Kubernetes controller (apiserver, controller-manager and scheduler)

k8s::role: 'server'
k8s::master: 'http://controller-0.example.com:6443'

The setup of the etcd server instances is controlled via two different ways:

provide a static list of etcd server fqdn
use PuppetDB for etcd server discovery.

k8s::puppetdb_discovery: true
# or
k8s::server::etcd_servers:
  - 'https://node1:2379'
  - 'https://node2:2379'
  - 'https://node3:2379'

If you don't have pre-existing tls certificates you can use the generate features. This will auto generate all needed certificates for a cluster.

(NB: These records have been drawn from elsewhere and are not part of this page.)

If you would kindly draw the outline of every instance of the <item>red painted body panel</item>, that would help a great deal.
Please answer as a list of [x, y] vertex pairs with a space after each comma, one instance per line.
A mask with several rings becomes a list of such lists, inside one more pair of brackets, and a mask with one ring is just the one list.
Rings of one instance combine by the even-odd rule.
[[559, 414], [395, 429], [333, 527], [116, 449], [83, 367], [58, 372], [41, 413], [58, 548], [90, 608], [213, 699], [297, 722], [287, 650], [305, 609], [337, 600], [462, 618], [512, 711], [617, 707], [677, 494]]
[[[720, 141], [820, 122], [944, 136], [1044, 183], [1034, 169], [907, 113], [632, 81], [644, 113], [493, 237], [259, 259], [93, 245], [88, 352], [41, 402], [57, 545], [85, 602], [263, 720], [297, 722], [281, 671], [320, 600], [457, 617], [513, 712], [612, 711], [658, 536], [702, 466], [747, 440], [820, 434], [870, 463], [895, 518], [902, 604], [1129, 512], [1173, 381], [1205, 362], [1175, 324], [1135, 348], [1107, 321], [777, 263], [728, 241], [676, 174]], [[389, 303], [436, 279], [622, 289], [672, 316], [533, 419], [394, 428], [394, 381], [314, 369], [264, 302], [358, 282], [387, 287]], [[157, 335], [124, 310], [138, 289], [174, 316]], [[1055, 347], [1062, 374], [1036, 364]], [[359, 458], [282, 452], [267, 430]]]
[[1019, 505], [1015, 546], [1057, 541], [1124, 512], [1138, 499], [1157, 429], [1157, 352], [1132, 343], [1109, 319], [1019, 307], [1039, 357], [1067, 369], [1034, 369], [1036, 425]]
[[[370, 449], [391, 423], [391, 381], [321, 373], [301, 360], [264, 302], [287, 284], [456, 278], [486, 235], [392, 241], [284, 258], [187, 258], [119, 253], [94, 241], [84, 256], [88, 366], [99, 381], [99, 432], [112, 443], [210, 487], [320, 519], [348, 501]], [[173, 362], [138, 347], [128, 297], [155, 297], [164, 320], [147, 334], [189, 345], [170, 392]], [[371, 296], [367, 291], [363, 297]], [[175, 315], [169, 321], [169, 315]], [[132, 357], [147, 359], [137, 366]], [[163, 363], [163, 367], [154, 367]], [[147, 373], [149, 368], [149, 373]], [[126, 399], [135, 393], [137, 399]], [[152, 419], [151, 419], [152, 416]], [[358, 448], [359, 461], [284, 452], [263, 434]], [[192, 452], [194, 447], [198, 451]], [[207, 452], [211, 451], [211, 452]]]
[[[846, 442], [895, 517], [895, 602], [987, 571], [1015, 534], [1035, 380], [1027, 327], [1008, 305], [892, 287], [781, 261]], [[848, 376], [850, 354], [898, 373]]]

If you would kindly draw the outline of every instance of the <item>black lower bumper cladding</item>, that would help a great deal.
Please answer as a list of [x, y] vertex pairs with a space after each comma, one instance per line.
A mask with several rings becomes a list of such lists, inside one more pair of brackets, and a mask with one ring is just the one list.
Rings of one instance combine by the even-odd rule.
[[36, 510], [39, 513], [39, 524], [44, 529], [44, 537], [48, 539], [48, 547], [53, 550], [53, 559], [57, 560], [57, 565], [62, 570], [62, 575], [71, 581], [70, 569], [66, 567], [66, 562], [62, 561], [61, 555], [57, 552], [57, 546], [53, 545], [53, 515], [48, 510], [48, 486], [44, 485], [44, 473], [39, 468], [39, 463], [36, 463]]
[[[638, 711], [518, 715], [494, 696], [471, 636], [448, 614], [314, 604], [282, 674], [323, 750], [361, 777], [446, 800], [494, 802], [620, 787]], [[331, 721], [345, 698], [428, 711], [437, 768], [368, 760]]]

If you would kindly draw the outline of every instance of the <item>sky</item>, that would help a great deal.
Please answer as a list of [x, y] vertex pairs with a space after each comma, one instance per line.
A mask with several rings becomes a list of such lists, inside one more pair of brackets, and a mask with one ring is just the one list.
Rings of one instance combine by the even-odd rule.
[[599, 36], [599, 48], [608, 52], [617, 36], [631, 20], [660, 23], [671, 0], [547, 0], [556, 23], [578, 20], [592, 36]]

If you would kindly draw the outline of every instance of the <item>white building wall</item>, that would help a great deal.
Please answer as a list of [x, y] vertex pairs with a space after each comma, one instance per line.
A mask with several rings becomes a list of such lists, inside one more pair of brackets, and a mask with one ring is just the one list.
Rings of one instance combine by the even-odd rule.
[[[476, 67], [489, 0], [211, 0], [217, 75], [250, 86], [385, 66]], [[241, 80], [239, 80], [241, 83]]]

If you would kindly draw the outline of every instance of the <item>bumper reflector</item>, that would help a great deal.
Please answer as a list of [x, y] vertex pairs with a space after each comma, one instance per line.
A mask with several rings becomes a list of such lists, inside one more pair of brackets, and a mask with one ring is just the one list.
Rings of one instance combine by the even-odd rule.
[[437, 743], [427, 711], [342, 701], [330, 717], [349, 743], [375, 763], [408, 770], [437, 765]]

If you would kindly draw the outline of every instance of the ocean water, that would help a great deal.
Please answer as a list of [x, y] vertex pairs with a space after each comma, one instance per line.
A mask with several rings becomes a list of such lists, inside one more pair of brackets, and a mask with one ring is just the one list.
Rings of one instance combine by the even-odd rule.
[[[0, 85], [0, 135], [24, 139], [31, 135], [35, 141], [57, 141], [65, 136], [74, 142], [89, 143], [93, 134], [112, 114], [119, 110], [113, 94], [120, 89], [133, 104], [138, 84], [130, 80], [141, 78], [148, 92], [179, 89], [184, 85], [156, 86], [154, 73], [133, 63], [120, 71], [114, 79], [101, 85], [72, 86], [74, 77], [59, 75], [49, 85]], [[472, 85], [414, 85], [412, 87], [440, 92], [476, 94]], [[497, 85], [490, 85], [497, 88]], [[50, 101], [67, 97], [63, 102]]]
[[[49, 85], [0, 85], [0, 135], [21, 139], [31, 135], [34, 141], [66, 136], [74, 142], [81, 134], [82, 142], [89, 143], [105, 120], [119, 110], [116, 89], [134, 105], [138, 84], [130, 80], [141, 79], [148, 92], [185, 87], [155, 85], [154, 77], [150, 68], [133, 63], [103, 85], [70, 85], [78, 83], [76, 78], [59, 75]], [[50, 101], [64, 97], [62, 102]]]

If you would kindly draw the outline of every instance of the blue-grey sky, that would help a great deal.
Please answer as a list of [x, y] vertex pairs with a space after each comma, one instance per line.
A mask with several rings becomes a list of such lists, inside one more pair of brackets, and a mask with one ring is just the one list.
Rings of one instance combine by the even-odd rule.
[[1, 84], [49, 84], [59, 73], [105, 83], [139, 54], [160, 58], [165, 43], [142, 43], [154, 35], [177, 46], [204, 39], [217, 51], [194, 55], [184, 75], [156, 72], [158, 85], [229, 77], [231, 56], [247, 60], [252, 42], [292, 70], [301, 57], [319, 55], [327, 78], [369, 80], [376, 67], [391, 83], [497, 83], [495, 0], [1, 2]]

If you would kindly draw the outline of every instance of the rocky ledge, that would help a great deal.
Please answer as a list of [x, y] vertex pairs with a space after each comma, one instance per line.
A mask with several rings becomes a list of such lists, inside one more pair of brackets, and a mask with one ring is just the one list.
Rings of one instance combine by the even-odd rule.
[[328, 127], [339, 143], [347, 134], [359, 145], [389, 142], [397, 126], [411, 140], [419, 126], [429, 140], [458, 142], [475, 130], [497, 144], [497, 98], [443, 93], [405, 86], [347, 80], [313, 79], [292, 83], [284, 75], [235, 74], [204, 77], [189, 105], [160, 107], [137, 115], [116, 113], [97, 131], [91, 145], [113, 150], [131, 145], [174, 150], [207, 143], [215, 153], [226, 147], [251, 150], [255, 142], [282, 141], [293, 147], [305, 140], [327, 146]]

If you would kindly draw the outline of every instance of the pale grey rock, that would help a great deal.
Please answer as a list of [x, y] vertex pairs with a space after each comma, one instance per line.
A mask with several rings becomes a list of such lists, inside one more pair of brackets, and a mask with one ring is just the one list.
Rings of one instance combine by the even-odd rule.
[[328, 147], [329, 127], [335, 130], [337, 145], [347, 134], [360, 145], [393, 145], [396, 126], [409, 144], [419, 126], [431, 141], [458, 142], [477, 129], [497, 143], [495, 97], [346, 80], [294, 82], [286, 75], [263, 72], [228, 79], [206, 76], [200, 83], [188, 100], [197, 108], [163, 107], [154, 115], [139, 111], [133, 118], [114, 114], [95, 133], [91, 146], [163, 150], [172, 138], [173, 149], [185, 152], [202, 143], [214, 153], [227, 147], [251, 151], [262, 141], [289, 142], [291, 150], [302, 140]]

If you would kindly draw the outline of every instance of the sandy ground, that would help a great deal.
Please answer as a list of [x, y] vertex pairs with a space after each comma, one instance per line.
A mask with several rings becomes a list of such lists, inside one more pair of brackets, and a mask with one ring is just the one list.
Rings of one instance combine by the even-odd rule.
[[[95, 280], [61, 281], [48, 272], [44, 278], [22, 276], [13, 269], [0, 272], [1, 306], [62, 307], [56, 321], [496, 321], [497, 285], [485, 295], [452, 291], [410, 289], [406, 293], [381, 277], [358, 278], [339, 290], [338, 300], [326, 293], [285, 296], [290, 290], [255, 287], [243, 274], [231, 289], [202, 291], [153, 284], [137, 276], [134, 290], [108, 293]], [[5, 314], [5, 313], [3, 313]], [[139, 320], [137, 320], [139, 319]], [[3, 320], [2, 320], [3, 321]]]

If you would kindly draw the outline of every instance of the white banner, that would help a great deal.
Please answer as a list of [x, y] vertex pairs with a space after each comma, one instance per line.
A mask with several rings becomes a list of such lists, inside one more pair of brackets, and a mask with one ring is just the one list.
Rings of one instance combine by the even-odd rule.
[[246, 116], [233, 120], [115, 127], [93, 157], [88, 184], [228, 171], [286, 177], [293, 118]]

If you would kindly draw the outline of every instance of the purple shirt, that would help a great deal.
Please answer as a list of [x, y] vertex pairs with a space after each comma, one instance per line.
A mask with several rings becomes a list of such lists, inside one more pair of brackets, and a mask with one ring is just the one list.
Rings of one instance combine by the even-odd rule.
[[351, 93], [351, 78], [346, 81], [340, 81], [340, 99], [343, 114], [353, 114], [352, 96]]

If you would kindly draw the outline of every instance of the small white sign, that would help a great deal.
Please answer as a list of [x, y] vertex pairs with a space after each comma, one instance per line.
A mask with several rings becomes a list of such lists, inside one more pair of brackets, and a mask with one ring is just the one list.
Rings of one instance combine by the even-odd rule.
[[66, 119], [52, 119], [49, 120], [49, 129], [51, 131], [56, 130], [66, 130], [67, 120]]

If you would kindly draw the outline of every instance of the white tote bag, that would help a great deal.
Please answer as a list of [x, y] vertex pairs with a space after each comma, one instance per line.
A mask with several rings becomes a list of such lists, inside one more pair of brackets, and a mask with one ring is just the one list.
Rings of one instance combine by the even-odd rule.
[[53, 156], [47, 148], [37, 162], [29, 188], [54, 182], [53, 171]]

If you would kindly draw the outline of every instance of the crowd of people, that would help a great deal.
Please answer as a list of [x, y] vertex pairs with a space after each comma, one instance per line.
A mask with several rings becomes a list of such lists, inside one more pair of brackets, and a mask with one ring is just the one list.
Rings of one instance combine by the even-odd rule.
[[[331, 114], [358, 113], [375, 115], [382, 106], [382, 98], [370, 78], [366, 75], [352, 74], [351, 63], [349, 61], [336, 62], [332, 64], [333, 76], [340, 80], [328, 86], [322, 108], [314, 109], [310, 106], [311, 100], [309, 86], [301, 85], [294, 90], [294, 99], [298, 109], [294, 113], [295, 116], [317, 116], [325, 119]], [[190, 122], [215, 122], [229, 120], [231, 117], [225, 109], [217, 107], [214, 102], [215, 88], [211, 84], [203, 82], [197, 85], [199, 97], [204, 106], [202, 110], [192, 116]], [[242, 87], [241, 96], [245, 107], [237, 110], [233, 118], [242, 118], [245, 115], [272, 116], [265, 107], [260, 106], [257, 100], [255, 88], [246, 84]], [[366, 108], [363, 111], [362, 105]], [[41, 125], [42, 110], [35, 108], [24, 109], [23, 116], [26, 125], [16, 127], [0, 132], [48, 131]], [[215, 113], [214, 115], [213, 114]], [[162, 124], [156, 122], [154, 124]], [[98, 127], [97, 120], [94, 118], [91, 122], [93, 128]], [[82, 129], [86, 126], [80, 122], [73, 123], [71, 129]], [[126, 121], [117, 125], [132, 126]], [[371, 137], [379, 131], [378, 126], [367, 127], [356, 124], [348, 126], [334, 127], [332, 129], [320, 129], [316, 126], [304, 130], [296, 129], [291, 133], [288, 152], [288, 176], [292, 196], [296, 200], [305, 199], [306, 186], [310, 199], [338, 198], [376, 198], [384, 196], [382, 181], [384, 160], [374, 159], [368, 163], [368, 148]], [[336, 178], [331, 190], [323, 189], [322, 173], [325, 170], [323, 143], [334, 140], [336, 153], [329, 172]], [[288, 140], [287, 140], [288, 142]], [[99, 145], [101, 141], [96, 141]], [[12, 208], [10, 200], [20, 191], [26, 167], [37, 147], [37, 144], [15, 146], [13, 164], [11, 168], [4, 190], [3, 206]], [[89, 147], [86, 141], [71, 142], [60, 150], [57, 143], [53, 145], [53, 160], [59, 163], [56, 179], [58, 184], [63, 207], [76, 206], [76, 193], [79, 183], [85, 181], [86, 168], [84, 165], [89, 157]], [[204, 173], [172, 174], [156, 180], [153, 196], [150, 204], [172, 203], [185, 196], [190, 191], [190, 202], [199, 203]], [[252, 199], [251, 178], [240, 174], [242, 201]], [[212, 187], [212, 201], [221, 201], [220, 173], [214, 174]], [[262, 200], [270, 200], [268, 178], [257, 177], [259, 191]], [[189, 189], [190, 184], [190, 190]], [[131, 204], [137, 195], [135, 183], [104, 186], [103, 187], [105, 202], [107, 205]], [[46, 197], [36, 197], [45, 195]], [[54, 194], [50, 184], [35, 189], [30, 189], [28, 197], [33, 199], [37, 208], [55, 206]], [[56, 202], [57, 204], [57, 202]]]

On a single controller this is all you need. If you have a clustered control plane you need to somehow transfer the generated certs from the first controller from /etc/kubernetes/certs and /var/lib/etcd/certs to the other controllers. The cert distribution in a clustered setup is not part of the module yet.

k8s::server::etcd::generate_ca: true
k8s::server::generate_ca: true

Kubernetes worker (kubelet)

k8s::role: 'node'
k82::master: 'https://controller-0.example.com:6443'

Example for containerd as cri and bridge networking as cni

Controller

k8s::role: 'server'
k8s::master: 'https://controller-0.example.com:6443' # default
k8s::container_manager: 'containerd'

k8s::manage_firewall: true    # default: false
k8s::puppetdb_discovery: true # default: false

k8s::server::node_on_server: false # don't use controller as worker
k8s::server::etcd::generate_ca: true
k8s::server::generate_ca: true

# bind apiserver to a interface the worker and controller can communicate with
k8s::server::apiserver::advertise_address: "%{facts.networking.interfaces.enp0s8.ip}"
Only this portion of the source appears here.